Hacker News is a popular social news website in the technology and startup community. In this beginner tutorial, we will scrape key details from Hacker News article listings using Kotlin and print article titles, URLs, points, authors, timestamps and comment counts.
This is the page we are talking about…
Imports
Let's look at the imports needed:
import okhttp3.OkHttpClient
import okhttp3.Request
import org.jsoup.Jsoup
These dependencies allow us to retrieve the Hacker News page and parse its content.
Fetching the Page
First we define the Hacker News homepage URL:
val url = "<https://news.ycombinator.com/>"
Next we create an
val client = OkHttpClient()
And build a simple GET request for the URL:
val request = Request.Builder()
.url(url)
.build()
Finally we execute the request and handle the response:
client.newCall(request).execute().use { response ->
// Parse response here
}
This sends the GET request and we access the response body inside the lambda.
Parsing the Page with Jsoup
Inside the response handler, we first parse the HTML:
val html = response.body!!.string()
val document = Jsoup.parse(html)
This loads up a Jsoup Document object we can now query to extract data.

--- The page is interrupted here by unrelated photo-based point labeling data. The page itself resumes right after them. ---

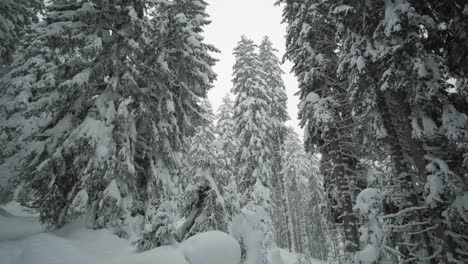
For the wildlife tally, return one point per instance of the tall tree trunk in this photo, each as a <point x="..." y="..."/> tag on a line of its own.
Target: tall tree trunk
<point x="387" y="104"/>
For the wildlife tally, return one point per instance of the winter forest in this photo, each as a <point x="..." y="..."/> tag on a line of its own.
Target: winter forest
<point x="111" y="150"/>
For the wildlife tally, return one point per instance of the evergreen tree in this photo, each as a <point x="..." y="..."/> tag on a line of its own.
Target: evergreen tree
<point x="324" y="109"/>
<point x="271" y="70"/>
<point x="113" y="118"/>
<point x="253" y="126"/>
<point x="15" y="16"/>
<point x="303" y="195"/>
<point x="205" y="207"/>
<point x="400" y="82"/>
<point x="178" y="72"/>
<point x="225" y="127"/>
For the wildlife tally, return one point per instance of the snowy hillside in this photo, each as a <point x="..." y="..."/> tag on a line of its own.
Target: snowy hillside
<point x="24" y="241"/>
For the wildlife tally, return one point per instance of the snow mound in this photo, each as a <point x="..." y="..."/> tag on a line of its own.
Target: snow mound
<point x="283" y="256"/>
<point x="23" y="241"/>
<point x="213" y="247"/>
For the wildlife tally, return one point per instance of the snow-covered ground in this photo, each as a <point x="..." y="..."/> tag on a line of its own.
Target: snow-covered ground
<point x="24" y="241"/>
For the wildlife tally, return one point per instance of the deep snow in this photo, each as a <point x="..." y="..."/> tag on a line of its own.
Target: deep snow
<point x="24" y="241"/>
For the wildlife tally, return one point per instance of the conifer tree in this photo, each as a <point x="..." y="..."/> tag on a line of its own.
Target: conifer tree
<point x="205" y="207"/>
<point x="271" y="70"/>
<point x="402" y="83"/>
<point x="324" y="110"/>
<point x="112" y="118"/>
<point x="253" y="126"/>
<point x="225" y="126"/>
<point x="15" y="16"/>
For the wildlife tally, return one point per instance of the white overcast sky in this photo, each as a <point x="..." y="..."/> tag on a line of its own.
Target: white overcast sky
<point x="254" y="18"/>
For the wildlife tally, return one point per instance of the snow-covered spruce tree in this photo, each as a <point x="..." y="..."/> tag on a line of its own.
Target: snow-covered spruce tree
<point x="177" y="72"/>
<point x="398" y="78"/>
<point x="226" y="145"/>
<point x="102" y="150"/>
<point x="303" y="195"/>
<point x="324" y="110"/>
<point x="75" y="78"/>
<point x="204" y="205"/>
<point x="15" y="16"/>
<point x="278" y="113"/>
<point x="253" y="126"/>
<point x="224" y="128"/>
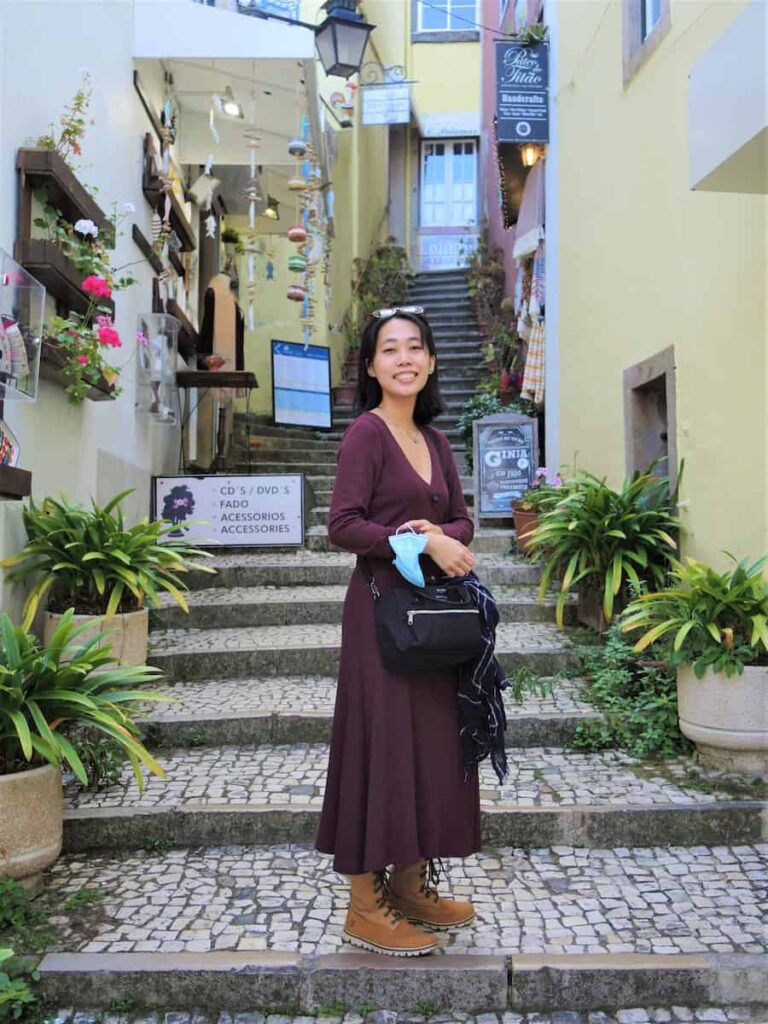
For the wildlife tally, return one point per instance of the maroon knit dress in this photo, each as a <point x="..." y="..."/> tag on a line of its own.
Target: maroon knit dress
<point x="395" y="791"/>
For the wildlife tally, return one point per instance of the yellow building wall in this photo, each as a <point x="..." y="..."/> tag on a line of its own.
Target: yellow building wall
<point x="645" y="263"/>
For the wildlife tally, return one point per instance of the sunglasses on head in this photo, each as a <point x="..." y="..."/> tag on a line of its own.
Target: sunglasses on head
<point x="393" y="310"/>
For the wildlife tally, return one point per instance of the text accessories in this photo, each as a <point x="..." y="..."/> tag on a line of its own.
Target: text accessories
<point x="393" y="310"/>
<point x="407" y="548"/>
<point x="426" y="629"/>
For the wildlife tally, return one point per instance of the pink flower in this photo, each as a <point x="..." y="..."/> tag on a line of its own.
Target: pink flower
<point x="97" y="287"/>
<point x="109" y="336"/>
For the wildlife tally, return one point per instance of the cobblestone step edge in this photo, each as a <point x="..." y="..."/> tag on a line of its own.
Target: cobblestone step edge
<point x="593" y="826"/>
<point x="462" y="982"/>
<point x="269" y="728"/>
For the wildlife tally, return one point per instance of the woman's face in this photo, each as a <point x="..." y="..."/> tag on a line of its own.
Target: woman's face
<point x="401" y="364"/>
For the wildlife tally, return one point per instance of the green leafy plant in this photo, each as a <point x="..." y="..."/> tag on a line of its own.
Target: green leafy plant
<point x="17" y="975"/>
<point x="637" y="700"/>
<point x="89" y="560"/>
<point x="606" y="540"/>
<point x="44" y="691"/>
<point x="716" y="621"/>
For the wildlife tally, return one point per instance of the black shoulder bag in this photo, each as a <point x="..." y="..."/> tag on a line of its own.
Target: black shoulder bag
<point x="426" y="629"/>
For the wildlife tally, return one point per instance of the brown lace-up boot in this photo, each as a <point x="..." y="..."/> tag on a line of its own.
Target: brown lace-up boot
<point x="413" y="892"/>
<point x="373" y="924"/>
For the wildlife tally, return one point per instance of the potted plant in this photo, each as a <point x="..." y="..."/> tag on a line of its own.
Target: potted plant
<point x="544" y="493"/>
<point x="718" y="625"/>
<point x="47" y="689"/>
<point x="602" y="541"/>
<point x="89" y="560"/>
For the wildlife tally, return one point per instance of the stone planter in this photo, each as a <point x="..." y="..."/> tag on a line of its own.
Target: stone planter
<point x="31" y="821"/>
<point x="128" y="634"/>
<point x="727" y="719"/>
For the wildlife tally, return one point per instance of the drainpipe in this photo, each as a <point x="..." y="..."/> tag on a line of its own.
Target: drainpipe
<point x="552" y="361"/>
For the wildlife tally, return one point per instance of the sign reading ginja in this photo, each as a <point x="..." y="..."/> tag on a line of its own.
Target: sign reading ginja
<point x="521" y="92"/>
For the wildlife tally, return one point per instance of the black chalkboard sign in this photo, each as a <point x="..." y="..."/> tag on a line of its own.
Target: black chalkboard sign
<point x="506" y="457"/>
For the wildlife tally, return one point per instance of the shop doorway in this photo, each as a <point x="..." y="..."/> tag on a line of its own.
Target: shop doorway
<point x="448" y="202"/>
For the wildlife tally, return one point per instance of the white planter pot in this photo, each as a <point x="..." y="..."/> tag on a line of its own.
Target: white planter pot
<point x="31" y="821"/>
<point x="128" y="634"/>
<point x="727" y="719"/>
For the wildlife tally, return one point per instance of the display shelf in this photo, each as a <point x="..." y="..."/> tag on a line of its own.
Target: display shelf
<point x="153" y="189"/>
<point x="14" y="482"/>
<point x="51" y="369"/>
<point x="40" y="168"/>
<point x="188" y="338"/>
<point x="46" y="262"/>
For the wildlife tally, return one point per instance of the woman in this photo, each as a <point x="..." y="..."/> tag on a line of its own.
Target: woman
<point x="397" y="793"/>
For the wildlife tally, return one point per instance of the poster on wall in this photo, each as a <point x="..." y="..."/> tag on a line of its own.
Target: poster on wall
<point x="244" y="510"/>
<point x="521" y="92"/>
<point x="301" y="385"/>
<point x="506" y="458"/>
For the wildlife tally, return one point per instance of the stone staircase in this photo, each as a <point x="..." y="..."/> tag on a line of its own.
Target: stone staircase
<point x="604" y="884"/>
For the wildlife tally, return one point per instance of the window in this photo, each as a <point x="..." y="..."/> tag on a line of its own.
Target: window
<point x="645" y="25"/>
<point x="449" y="183"/>
<point x="448" y="15"/>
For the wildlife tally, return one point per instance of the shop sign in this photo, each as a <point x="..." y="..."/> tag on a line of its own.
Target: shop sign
<point x="251" y="511"/>
<point x="506" y="457"/>
<point x="521" y="92"/>
<point x="388" y="103"/>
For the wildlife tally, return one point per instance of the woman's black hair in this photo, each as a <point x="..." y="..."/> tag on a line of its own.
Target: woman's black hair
<point x="428" y="401"/>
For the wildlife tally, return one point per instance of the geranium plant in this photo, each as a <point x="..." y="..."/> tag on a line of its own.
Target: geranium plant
<point x="83" y="341"/>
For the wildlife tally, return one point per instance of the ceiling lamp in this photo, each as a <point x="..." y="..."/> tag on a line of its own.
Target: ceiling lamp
<point x="228" y="104"/>
<point x="272" y="209"/>
<point x="342" y="38"/>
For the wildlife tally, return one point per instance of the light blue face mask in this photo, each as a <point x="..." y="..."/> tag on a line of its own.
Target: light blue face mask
<point x="407" y="548"/>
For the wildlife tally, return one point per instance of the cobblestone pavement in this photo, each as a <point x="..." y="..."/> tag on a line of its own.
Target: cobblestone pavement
<point x="638" y="1015"/>
<point x="557" y="900"/>
<point x="539" y="776"/>
<point x="303" y="694"/>
<point x="518" y="637"/>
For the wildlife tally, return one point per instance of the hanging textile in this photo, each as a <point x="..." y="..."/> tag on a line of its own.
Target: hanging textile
<point x="530" y="219"/>
<point x="532" y="381"/>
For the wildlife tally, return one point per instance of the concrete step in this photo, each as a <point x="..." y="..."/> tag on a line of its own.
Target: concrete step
<point x="487" y="542"/>
<point x="299" y="710"/>
<point x="291" y="650"/>
<point x="299" y="568"/>
<point x="268" y="795"/>
<point x="273" y="605"/>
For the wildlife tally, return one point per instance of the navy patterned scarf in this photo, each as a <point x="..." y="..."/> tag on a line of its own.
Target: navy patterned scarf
<point x="481" y="717"/>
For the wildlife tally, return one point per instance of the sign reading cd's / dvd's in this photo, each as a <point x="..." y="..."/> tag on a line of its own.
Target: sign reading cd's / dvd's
<point x="301" y="384"/>
<point x="250" y="511"/>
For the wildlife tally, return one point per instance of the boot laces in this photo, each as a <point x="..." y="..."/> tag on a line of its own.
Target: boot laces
<point x="430" y="878"/>
<point x="381" y="888"/>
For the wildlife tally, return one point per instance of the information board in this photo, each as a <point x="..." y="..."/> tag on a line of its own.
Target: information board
<point x="250" y="510"/>
<point x="386" y="103"/>
<point x="301" y="384"/>
<point x="521" y="92"/>
<point x="506" y="457"/>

Scraping Rows with Selectors
Inspecting the page
You can notice that the items are housed inside a Jsoup uses CSS-style selectors to find elements. Let's get all Matches: We iterate over the rows, keeping track of article and row type: We first check if a row has the "athing" class - this denotes an article listing: We save the full HTML of the article row to scrape details next. After an article row, the next row contains key details like title, URL, points etc. We handle this case: Inside here we use other selectors to extract specific parts: Matches: We specifically get the link text and href attribute. Similarly, we fetch points, author, timestamp, comments: Using the Finally, we print all extracted details: This outputs each article's details! The full code is below to scrape Hacker News in Kotlin. Hopefully this gives a good look at using real-world libraries like OkHttp and Jsoup along with CSS selectors to easily extract content from websites. This is great as a learning exercise but it is easy to see that even the proxy server itself is prone to get blocked as it uses a single IP. In this scenario where you may want a proxy that handles thousands of fetches every day using a professional rotating proxy service to rotate IPs is almost a must. Otherwise, you tend to get IP blocked a lot by automatic location, usage, and bot detection algorithms. Our rotating proxy server Proxies API provides a simple API that can solve all IP Blocking problems instantly. Hundreds of our customers have successfully solved the headache of IP blocks with a simple API. The whole thing can be accessed by a simple API like below in any programming language. In fact, you don't even have to take the pain of loading Puppeteer as we render Javascript behind the scenes and you can just get the data and parse it any language like Node, Puppeteer or PHP or using any framework like Scrapy or Nutch. In all these cases you can just call the URL with render support like so: We have a running offer of 1000 API calls completely free. Register and get your free API Key.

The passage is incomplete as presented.